AI Assistance for CMS Computing Operations

Description

Archi (AI Augmented Research Chat Intelligence) is an open-source, end-to-end framework for building AI agents to automate research and operational workflows. Various groups have already applied the system to their use case; the most advanced is the Computing Operations (CompOps) team at the Compact Muon Solenoid (CMS) experiment at CERN. CompOps has a private, constantly evolving, and scattered knowledge base, with scarce personnel on short term contracts.

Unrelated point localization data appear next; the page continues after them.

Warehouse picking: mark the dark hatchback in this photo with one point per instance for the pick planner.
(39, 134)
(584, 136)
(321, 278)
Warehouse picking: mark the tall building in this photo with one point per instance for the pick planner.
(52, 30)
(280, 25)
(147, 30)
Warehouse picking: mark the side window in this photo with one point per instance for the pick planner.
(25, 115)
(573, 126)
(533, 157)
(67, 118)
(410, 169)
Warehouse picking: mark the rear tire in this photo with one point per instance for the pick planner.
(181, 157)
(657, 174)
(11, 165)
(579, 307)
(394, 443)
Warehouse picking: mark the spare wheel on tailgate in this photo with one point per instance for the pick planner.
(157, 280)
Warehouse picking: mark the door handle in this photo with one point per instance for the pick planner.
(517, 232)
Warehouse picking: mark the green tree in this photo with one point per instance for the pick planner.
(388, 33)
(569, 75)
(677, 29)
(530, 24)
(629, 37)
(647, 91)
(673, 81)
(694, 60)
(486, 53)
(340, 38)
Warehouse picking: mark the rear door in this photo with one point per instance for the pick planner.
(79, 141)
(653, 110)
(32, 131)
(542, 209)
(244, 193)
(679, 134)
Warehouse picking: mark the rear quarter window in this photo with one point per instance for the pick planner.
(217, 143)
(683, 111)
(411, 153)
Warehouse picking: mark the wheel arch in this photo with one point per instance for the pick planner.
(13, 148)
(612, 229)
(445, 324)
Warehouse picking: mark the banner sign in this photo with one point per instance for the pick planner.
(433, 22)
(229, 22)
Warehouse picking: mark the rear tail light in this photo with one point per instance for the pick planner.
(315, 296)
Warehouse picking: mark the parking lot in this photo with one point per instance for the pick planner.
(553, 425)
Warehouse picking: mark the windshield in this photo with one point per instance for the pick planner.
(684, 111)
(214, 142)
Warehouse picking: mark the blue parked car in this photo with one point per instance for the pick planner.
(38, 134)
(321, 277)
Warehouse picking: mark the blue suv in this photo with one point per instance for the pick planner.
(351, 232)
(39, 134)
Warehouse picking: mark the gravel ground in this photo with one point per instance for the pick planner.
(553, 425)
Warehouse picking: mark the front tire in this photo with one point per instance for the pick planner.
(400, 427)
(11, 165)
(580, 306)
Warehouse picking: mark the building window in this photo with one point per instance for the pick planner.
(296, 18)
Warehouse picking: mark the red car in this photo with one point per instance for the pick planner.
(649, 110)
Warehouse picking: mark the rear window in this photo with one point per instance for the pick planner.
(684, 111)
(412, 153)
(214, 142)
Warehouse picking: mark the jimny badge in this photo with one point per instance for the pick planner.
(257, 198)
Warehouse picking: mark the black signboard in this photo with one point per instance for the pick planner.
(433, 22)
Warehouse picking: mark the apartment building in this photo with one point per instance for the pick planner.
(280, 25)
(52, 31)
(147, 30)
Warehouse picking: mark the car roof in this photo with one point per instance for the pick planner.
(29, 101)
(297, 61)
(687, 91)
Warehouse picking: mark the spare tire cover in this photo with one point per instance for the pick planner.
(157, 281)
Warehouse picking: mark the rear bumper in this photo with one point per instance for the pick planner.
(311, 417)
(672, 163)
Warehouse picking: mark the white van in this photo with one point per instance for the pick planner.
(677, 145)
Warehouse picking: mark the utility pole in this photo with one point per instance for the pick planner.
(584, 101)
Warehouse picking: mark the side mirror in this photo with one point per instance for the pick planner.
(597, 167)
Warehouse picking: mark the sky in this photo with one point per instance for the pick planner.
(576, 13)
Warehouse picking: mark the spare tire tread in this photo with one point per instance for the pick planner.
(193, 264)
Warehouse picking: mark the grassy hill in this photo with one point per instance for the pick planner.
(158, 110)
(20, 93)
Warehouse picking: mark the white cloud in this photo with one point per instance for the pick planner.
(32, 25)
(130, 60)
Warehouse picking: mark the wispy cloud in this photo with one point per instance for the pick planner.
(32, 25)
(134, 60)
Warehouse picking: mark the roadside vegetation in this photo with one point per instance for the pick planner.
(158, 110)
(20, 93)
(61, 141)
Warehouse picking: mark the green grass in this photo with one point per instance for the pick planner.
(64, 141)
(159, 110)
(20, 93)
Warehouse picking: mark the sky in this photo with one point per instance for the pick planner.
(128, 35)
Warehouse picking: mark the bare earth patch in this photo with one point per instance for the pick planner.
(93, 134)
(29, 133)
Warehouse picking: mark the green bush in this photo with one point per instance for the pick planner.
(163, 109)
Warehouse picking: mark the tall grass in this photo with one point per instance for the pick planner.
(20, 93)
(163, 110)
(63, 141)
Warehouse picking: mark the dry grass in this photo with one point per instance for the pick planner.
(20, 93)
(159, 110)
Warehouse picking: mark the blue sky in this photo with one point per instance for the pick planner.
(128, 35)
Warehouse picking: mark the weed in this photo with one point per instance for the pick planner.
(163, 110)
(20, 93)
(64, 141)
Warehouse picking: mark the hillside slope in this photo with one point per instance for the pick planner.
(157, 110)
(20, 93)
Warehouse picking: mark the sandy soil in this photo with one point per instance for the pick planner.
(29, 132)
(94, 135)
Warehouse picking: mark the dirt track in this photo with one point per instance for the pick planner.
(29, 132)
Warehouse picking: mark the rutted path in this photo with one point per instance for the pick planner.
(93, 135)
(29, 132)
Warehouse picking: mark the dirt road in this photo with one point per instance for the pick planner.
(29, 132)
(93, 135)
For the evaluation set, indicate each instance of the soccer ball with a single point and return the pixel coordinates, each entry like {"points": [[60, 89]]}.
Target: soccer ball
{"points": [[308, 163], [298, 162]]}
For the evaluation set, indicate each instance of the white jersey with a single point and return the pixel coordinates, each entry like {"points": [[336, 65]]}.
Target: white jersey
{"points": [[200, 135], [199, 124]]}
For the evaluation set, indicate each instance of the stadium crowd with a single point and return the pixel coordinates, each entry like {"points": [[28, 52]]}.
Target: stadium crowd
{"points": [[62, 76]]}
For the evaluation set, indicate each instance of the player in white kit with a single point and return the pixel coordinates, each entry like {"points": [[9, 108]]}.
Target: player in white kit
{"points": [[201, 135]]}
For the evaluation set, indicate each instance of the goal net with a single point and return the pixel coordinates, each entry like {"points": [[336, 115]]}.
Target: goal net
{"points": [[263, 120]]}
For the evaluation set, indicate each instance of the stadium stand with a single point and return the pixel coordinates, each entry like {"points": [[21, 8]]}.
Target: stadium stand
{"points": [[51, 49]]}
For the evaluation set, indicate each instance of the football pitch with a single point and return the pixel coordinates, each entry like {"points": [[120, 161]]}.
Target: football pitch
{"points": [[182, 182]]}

Archi puts together state-of-the-art, open-source tools like LangChain, knowledge graphs, and Model Context Protocol, and combines documentation, code, tickets, and live diagnostics to accurately retrieve relevant information, assisting operators in daily tasks, improving operator efficiency, and lessening the load on experts. Other groups at CMS deploying Archi for their use case include the Data Quality Monitoring (DQM) team and a group focusing on retrieval of the vast analysis code and documentation across the CMS landscape.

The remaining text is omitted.